Sammendrag
Disease-related factors have proven to be an important source of variable drug response among individuals, leading to an increased focus on the impact of various diseases on pharmacokinetics. Due to the rising prevalence of obesity and its comorbidities, and hence the number of bariatric surgeries, clinicians will more often be confronted with how drugs should be dosed in these patients. The overall aim of this thesis was to investigate the impact of obesity, Roux-en-Y gastric bypass (RYGB), weight loss, and type 2 diabetes mellitus (T2DM) on pharmacokinetics, focusing on cytochrome P450 (CYP) 1A2, CYP2C9, CYP2C19, and CYP3A.
This thesis is primarily based on data from the COCKTAIL-study including patients with obesity scheduled for weight loss treatment with RYGB or a strict diet and a non-obese control group scheduled for cholecystectomy. In two of the papers, we showed that metabolism mediated by CYPC219 and CYP3A were decreased in patients with obesity, and, following weight loss induced by RYGB or a strict diet, CYP2C19 activity increased a few weeks later, while CYP3A activity had a longer recovery time. We also showed that body weight, weight loss, and RYGB had a negligible impact on CYP1A2 and CYP2C9 activities. This thesis also included a paper investigating the impact of T2DM in patients with obesity with or without T2DM, where we showed that T2DM downregulated CYP2C19 activity beyond that of obesity, while CYP1A2, CYP2C9, and CYP3A were not influenced.

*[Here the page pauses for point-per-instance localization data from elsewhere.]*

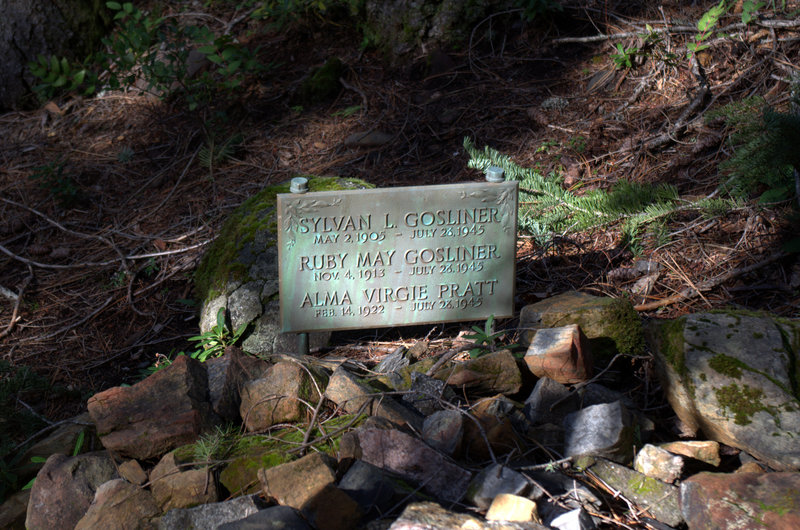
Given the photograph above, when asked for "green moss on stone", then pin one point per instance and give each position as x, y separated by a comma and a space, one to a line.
727, 365
743, 402
625, 327
644, 486
672, 344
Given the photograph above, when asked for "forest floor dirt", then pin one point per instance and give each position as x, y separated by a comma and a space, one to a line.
106, 281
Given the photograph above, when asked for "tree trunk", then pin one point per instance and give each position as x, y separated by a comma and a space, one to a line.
70, 28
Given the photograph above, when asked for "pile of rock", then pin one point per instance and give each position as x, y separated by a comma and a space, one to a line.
491, 442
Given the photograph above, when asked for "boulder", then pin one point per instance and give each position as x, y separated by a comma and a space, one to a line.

In the data from the COCKTAIL-study, we observed substantial intraindividual variability in midazolam pharmacokinetics in patients with obesity before and after weight loss over a short period of time. Accordingly, we performed a study in healthy volunteers without obesity (IntraCYP-study) where we showed a low- to moderate intraindividual variability in midazolam absolute bioavailability and systemic clearance on average, indicating a minor variability in CYP3A activity over time. However, a relevant number of the healthy volunteers displayed considerable intraindividual variability that should be considered when using midazolam to assess CYP3A activity. The data in the first paper also indicated that systemic midazolam clearance to a large degree reflected other processes than CYP3A metabolic capacity. Thus, we evaluated 4βOHC as an endogenous biomarker for CYP3A4 activity. In this paper, we showed that 4βOHC appears to reflect hepatic, but not intestinal, CYP3A4 activity, making it a valuable supplement in traditional phenotyping studies using probe drugs such as midazolam.